Jueves, 7 de abril de 2016 | Hoy
Por Guillermo Saccomanno
Hasta no hace demasiado, Martín se presentaba con una tarjeta de ejecutivo de una metalúrgica. Cuando ahora piensa en los años que pasó en la empresa lo atacan mareos y palpitaciones. Todo por apostar a la seguridad, se recrimina. Se había recibido de profesor de historia para nada. Porque al casarse con Sandra había renunciado a las aventuras del investigador y apostado a lo seguro, entrar a la metalúrgica de un conocido. Ganaría un buen sueldo. Pero eso había sido hace cuánto. En el último tiempo, a pesar de que vio venir los despidos, no creyó que entraría en una lista. Yo los voté, decía tranquilizándose. Y también después, cuando lo despidieron, consternado: Yo los voté. Ahora los chicos no sólo van a un cole del Estado. Pedrito de diecisiete y Marcia de dieciséis, están tramitando a disgusto el pase a un nocturno para trabajar de día. Pido comprensión, ni siquiera ayuda. Comprensión. Son chicos, los justifica Sandra. Los educamos así. A vos lo que te preocupa es que tus amistades se enteren que estás empleada en una tienda, le dice Martín. No soy empleada, querido. Supervisora de ventas. Y no es una tienda sino una cadena de moda. Después de cada discusión Martín se encierra a oscuras en el cuarto de servicio. Le gusta acostarse en la cama que fue de la santiagueña. Todavía huele a la santiagueña.

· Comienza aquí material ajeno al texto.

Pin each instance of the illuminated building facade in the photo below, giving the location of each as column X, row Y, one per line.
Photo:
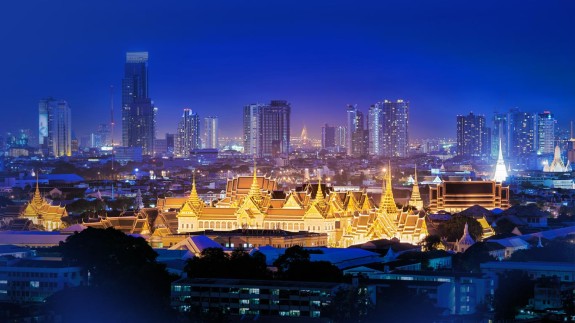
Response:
column 472, row 136
column 138, row 112
column 253, row 203
column 545, row 133
column 55, row 128
column 267, row 129
column 453, row 197
column 187, row 136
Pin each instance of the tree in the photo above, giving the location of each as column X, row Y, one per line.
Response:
column 452, row 229
column 430, row 242
column 122, row 270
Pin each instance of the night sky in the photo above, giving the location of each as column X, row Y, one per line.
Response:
column 445, row 57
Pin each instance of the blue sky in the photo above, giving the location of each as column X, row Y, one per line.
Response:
column 445, row 57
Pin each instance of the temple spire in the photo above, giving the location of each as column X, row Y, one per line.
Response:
column 500, row 170
column 255, row 190
column 387, row 201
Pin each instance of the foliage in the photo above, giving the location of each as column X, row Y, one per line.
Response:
column 514, row 291
column 123, row 272
column 430, row 242
column 348, row 305
column 452, row 229
column 215, row 263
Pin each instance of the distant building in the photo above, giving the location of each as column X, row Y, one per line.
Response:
column 187, row 137
column 267, row 129
column 328, row 137
column 55, row 128
column 210, row 135
column 473, row 137
column 545, row 133
column 455, row 197
column 138, row 111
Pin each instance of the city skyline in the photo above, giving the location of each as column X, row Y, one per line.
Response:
column 447, row 58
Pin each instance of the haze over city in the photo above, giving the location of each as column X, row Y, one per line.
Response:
column 445, row 58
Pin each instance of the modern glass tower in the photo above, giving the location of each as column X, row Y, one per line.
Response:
column 138, row 112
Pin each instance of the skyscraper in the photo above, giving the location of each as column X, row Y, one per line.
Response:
column 395, row 127
column 210, row 135
column 473, row 137
column 267, row 129
column 545, row 133
column 138, row 112
column 55, row 127
column 328, row 137
column 188, row 134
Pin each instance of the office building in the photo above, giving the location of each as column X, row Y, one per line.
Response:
column 188, row 135
column 138, row 112
column 55, row 128
column 473, row 138
column 210, row 135
column 267, row 129
column 545, row 133
column 328, row 137
column 395, row 128
column 375, row 129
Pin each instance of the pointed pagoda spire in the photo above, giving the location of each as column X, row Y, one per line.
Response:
column 387, row 201
column 415, row 199
column 255, row 191
column 194, row 198
column 319, row 198
column 500, row 170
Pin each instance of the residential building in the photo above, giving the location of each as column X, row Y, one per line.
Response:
column 187, row 136
column 210, row 134
column 473, row 137
column 138, row 111
column 55, row 128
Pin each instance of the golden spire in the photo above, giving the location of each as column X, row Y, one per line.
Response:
column 319, row 199
column 387, row 201
column 415, row 199
column 255, row 190
column 194, row 199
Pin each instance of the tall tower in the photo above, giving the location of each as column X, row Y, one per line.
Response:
column 395, row 128
column 210, row 135
column 55, row 127
column 267, row 129
column 472, row 136
column 545, row 133
column 138, row 112
column 375, row 129
column 188, row 134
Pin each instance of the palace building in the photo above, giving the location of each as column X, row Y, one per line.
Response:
column 44, row 214
column 253, row 203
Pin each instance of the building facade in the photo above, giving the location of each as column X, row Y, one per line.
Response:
column 473, row 137
column 210, row 134
column 187, row 136
column 55, row 127
column 138, row 112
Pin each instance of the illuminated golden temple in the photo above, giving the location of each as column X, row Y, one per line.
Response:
column 252, row 202
column 44, row 214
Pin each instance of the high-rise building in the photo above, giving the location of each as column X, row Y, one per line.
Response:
column 375, row 129
column 473, row 137
column 210, row 135
column 328, row 137
column 55, row 127
column 522, row 133
column 267, row 129
column 188, row 134
column 138, row 112
column 545, row 133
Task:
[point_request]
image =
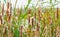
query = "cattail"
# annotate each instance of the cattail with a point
(0, 19)
(29, 11)
(44, 22)
(32, 22)
(2, 8)
(7, 12)
(21, 31)
(5, 32)
(57, 13)
(39, 12)
(38, 27)
(35, 15)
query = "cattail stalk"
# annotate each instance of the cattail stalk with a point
(21, 31)
(29, 11)
(57, 13)
(0, 19)
(32, 22)
(2, 8)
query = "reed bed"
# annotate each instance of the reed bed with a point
(29, 22)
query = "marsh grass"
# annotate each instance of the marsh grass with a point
(38, 22)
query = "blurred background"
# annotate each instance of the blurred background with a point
(35, 3)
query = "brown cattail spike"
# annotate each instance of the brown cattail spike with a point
(2, 8)
(38, 27)
(32, 22)
(29, 11)
(57, 12)
(0, 19)
(21, 31)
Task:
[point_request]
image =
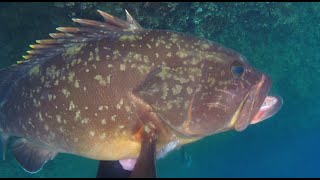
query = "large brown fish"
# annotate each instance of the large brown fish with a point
(97, 90)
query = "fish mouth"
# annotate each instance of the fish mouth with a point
(257, 105)
(271, 105)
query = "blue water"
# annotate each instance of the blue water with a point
(281, 39)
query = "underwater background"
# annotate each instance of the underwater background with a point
(281, 39)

Pronto van a poner un cartel de inmobiliaria en el balcón que da a la calle: SE VENDE. Con suerte, tal vez pinte una buena operación y puedan mudarse a un barrio con menos pretensiones. Encerrado en el cuarto de servicio, Martín prueba unos ejercicios de yoga. Pero después de todo el día en el taxi, las articulaciones no le responden. Apenas atina a tirarse en la cama escuchando las voces del living. Es que papá está grande, les dice Sandra a los chicos. Ni él es tan grande ni los chicos son tan chicos, piensa.
En la calle, manejando un taxi. Martín le busca el lado positivo a su trabajo. Independencia horaria, plata en mano todos los días. Además siempre le gustó la ciudad, observar la gente, su comportamiento. La diversidad zoológica, la llama. Si le encuentra un lado positivo a este trabajo, se dice, es porque siempre fue un optimista: La esperanza es lo último que se pierde. Quizá debería admitir, aunque no lo demuestre, que descender a tachero le resulta humillante. A pesar del gusto que siente por la calle y la gente no puede distraerse. Debe estar atento a quienes le hacen señas y ver si son o no conocidos y evitarlos. Por tanto, procura no yirar demasiado por el centro. Y opta por zonas alejadas que otros tacheros desprecian.
Una mujer, no pudo evitarlo, lo trajo desde Agronomía hasta Recoleta. Necesita alejarse. Pisa el acelerador. Se da cuenta que está huyendo. Un semáforo en rojo. Falla en la maniobra y embiste un micro escolar. El taxi vuelca, hace trompos. El micro se estrella contra un kiosco. Hay un revuelo de nenas rubias, de pulóver verde y pollera a cuadros. El motor del taxi humea. Martín sale gateando. Le falta un zapato, pero no lo advierte. Puede pararse, caminar.
Le cuesta creer que está vivo. Se abre paso entre los curiosos que rodean el accidente. Oye una sirena. Sigue caminando, sonámbulo. Avanza por una vereda. Dobla por una avenida. Su ciudad ya no es su ciudad del mismo modo que él tampoco es ya Martín. Se detiene ante una vidriera y se ve en el reflejo. Se toca la cabeza. Su pelo está blanco. Completamente blanco.
Un tipo canoso se aparta de la vidriera y es una silueta que sigue su marcha sin parar, sin saber dónde ir, hasta que la ciudad se lo traga.